If the Parc National d’Andasibe-Mantadia is your first encounter with wild lemurs, as it is for many visitors, it is hard to prepare for the grace, proximity and sheer variety of these remarkable primates. The otherworldly chorus of a family of indris (Indri indri, babakoto in Malagasy) – the most famous of the park’s denizens – reverberating through the misty, early morning forest, is an unforgettable sound.
Andasibe National Park comprises a group of small, mid-altitude forest tracts. Two hundred species of orchids bloom magnificently here (from December to March) and the forests are home to six species of diurnal and six nocturnal lemurs, some 110 species of birds, more than seventy species of reptiles and at least a hundred species of frogs – a figure that makes this the most frog-rich area on earth. In addition, there are thousands of species of insects and other invertebrates, from huge silkmoths to weird giraffe-necked weevils.

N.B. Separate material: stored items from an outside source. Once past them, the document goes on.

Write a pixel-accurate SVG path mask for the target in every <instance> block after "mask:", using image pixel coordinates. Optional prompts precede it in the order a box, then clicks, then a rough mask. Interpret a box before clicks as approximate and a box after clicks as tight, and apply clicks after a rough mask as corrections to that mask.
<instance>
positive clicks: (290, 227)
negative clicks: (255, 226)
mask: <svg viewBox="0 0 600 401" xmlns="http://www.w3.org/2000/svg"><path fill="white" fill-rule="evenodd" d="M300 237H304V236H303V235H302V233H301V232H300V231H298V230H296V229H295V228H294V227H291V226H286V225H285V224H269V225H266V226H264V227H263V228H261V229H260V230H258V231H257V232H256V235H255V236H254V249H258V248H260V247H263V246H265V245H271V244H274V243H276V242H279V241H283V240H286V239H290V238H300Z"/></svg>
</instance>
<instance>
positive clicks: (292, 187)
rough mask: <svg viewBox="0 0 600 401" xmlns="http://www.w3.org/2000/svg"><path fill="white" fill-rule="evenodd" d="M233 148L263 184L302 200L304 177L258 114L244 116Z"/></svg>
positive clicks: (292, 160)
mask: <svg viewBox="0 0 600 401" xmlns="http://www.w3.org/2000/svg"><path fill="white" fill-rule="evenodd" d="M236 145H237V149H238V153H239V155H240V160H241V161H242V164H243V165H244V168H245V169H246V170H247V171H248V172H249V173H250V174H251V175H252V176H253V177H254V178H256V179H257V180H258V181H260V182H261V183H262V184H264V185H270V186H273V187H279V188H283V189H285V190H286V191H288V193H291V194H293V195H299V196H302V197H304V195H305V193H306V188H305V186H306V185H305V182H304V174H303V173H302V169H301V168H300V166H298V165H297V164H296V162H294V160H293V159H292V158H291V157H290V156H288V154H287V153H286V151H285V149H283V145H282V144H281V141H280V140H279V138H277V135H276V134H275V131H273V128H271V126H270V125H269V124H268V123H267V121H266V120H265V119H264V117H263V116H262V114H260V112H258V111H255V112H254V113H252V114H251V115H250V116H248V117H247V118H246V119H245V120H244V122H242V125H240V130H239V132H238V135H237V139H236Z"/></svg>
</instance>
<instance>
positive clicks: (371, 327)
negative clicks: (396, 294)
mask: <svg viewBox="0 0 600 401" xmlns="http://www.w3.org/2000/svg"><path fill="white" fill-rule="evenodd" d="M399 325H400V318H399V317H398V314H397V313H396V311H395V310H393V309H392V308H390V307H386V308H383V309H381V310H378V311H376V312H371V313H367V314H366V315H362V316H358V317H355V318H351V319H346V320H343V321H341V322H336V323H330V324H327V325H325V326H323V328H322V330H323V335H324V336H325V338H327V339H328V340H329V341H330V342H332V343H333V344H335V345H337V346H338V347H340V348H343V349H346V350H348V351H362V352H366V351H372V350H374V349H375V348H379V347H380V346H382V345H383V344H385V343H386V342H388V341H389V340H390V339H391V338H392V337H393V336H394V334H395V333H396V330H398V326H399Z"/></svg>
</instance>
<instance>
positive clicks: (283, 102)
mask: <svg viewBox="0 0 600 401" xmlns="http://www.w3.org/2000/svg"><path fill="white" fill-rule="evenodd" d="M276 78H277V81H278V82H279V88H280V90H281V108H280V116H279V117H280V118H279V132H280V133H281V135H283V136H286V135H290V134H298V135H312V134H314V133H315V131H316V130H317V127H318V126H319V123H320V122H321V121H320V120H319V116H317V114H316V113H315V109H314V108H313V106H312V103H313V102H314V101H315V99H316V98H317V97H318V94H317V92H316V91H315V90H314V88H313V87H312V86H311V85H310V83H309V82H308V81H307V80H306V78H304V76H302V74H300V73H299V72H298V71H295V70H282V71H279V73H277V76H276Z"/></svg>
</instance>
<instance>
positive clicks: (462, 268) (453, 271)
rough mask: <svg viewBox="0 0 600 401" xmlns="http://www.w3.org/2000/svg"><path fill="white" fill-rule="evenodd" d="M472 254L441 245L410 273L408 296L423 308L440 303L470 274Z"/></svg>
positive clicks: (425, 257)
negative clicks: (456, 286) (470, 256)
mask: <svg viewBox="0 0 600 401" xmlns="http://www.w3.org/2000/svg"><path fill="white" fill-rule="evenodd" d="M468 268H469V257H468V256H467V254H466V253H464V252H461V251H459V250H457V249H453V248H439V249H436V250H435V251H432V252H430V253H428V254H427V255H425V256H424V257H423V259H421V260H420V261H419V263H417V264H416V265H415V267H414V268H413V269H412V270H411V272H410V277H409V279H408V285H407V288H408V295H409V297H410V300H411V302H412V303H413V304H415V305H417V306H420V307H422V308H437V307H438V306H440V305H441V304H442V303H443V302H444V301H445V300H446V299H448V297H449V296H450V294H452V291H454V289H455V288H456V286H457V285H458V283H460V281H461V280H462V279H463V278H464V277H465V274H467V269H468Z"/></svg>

The parks have easy access and a good range of places to stay – one of which, Vakôna Forest Lodge, has a small private lemur reserve of its own. Of the protected areas, only one, the Station Forestière Analamazaotra, allows night walks, but you can also do nocturnal wildlife viewing in the trees along the quiet tarmac road between the RN2 and Andasibe village, a stretch that can yield very good sightings, including of mouse lemurs and boas.